EURUSD tumbled after the European Central Bank cut interest rates and its new president Mario Draghi warned Europe was heading into a mild recession before the end of the year. Euro then rebounded after news that Greece cancelled the referendum it was planning to hold on the bailout package. Investors were relieved to see one of the major uncertainties eliminated. EURUSD which had fallen to a US session low of 1.3853 bounced back up to 1.3853.
GBPUSD mirrored EURUSD movements and also see sawed to an early session high of 1.6039 then to a low of 1.5947 after the ECB rate cut then bounced back up to 1.6060 after the referendum cancellation.
The Canadian dollar gained against its US counterpart tracking gains in commodity prices particularly crude oil, which is Canada’s major export. After briefly weakening following the ECB rate cut, the loonie recovered very quickly to extend gains after risk appetite was firmed up when investors reacted positively to news that Greece has shelved referendum plans. Overall rising Canadian stocks markets boosted by advances in resource stocks helped market sentiment and lifted the Canadian dollar. USDCAD closed down at 1.0080.

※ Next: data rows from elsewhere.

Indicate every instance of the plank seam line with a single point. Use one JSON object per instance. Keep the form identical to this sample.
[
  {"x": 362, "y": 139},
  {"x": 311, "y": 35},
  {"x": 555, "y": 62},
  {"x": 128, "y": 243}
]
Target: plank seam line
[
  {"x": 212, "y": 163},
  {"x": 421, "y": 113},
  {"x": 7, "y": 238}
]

The yen weakened against most major counterparts including the euro, dollar, pound and Australian dollar as risk appetite lessened desire for the safe haven Japanese currency. Euro gained 1.4 percent in US session. EURJPY opened in New York at 106.56 and advanced to a high of 108.05 after news of the Greek referendum cancellation. This means Greece will receive its next aid tranche from the IMF/EU before it runs out of money in December. The dollar slightly advanced against yen as risk appetite improved, with USDJPY moving up to 78.09 from the 78.00 open price.